Thursday, April 15, 2010

An Actual April Reading @ The Raven

DIANE GLANCY is professor emeritus at Macalester College. She was the 2008-09 Visiting Richard Thomas Professor of Creative Writing at Kenyon College. Her most recent books are The Reasons for Crows, A Novel of Kateri Tekakwitha (SUNY) and Pushing the Bear: After the Trail of Tears (University of Oklahoma Press). Forthcoming books are The Dream of a Broken Field, essays (University of Nebraska Press), and Stories of the Driven World (Mammoth Press, Lawrence, KS). She currently is working on an independent film, The Dome of Heaven, with Through a Glass, also in Lawrence. More information about the film is on her website, www.dianeglancy.com. She lives in Prairie Village, Kansas.

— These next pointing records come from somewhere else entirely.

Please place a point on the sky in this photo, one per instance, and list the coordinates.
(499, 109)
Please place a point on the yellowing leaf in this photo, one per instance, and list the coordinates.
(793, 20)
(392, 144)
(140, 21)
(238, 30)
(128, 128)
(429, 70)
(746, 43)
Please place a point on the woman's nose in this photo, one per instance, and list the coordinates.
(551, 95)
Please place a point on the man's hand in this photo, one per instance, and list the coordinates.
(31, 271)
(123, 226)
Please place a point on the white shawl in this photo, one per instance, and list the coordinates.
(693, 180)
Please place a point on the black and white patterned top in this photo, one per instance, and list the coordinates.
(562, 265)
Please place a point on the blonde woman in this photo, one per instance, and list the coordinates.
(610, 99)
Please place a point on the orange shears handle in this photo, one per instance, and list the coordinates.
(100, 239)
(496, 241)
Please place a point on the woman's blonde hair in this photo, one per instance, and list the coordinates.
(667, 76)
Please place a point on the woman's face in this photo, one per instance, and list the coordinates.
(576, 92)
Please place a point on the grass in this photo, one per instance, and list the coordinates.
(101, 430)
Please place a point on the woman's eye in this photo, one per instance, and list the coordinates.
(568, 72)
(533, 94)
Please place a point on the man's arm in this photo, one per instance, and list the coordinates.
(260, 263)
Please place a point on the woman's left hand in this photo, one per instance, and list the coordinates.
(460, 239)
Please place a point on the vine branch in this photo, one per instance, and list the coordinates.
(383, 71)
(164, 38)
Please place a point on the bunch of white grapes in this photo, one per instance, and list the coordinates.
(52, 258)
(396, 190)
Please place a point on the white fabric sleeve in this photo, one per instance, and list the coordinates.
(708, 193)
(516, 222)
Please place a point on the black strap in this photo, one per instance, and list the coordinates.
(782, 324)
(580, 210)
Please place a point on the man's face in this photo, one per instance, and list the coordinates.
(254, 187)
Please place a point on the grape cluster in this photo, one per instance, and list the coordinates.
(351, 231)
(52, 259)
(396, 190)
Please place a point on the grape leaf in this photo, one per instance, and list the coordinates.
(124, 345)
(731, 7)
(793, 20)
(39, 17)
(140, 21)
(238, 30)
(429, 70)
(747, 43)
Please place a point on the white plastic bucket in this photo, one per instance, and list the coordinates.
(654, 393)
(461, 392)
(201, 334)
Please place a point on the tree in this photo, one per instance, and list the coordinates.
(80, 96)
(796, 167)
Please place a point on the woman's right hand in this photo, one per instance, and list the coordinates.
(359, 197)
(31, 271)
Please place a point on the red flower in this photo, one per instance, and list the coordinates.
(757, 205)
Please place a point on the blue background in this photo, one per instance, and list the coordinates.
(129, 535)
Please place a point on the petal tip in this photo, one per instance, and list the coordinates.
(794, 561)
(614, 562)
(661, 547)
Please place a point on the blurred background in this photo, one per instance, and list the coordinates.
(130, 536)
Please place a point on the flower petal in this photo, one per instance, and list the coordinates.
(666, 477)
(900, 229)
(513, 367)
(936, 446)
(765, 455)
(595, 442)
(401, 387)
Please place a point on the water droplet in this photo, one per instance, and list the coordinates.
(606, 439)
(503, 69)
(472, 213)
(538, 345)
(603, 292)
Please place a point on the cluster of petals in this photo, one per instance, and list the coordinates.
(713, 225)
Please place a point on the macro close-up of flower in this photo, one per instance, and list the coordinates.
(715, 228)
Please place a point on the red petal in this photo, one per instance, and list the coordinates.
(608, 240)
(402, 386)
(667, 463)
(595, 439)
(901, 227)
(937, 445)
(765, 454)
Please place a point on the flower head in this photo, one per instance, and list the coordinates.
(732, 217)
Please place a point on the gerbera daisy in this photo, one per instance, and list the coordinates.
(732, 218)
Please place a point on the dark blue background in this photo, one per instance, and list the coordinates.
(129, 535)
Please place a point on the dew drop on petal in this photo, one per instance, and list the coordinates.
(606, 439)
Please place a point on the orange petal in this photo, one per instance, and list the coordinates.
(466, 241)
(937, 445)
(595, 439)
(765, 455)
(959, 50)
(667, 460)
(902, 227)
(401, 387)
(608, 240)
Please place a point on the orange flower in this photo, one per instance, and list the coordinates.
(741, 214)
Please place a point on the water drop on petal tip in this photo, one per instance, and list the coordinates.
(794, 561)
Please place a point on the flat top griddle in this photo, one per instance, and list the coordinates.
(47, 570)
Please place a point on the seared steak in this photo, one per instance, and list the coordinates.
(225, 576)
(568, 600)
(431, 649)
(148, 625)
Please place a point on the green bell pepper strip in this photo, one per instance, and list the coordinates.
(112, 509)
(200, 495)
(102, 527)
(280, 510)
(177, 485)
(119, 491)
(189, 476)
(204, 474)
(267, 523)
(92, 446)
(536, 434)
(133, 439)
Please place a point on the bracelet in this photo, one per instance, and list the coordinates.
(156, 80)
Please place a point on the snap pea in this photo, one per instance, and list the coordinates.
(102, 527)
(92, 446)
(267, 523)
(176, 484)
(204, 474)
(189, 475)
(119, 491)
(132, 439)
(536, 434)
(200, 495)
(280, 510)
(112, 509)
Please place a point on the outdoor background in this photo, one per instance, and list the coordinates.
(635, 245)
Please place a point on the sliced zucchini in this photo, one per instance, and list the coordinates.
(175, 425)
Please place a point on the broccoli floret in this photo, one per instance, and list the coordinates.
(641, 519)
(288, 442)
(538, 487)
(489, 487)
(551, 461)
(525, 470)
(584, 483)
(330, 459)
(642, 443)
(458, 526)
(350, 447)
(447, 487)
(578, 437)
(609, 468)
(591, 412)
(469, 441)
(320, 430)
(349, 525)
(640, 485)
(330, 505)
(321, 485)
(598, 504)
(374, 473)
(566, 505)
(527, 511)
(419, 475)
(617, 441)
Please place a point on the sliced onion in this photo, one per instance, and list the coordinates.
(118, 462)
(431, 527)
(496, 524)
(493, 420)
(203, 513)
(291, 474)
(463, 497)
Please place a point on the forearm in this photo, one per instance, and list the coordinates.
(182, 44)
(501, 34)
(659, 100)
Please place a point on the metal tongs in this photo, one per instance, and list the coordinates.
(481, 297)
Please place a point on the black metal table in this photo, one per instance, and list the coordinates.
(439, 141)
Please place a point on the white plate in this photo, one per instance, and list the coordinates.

Karl Gartung was born in Liberal, Kansas. In 1976 he was hired to run a small press bookstore (Boox, Inc.) in Milwaukee, Wisconsin. He says this was the beginning of his serious apprenticeship to contemporary literature. In 1979 he co-founded Woodland Pattern Book Center with Karl Young and Anne Kingsbury. At Woodland Pattern, where he retains the title of Artistic Director, he has been involved in the planning and presentation of hundreds of poetry readings, music performances, and art and book exhibits. He has always felt that such activities are as centrally artistic as writing or publishing could have be. These events were (and are) his education. In order to provide the income necessary to see the Book Center through inevitable funding droughts, he took a day job as a truck driver at what has become UPS Cartage Services. He calls this his deal with the devil. After several layoffs, Gartung helped organize his workplace into the Teamsters Union in 1993, and has served as a union steward from the ratification of the first contract to the present. Representing others on the job became a new and satisfying field of work, leading inevitably to more material for writing. He is a reader and writer with deep ethical commitment, vision, and a particular enthusiasm for poetry and visual work in outside traditions. His own work was changed irretrievably by Paul Metcalf, Dick Higgins, Karl Young, and Jerome Rothenberg. Karl’s work has appeared in 26, Five Fingers Review, Convergence, Croton Bug, Convoy Dispatch, and was featured along with Karl Young and Morgan Gibson in a special issue of Gam: Roots of Experimental Writing in Milwaukee. His first full length book of poetry, Now That Memory Has Become So Important, was published in 2008 by Midwestern Writers Publishing House.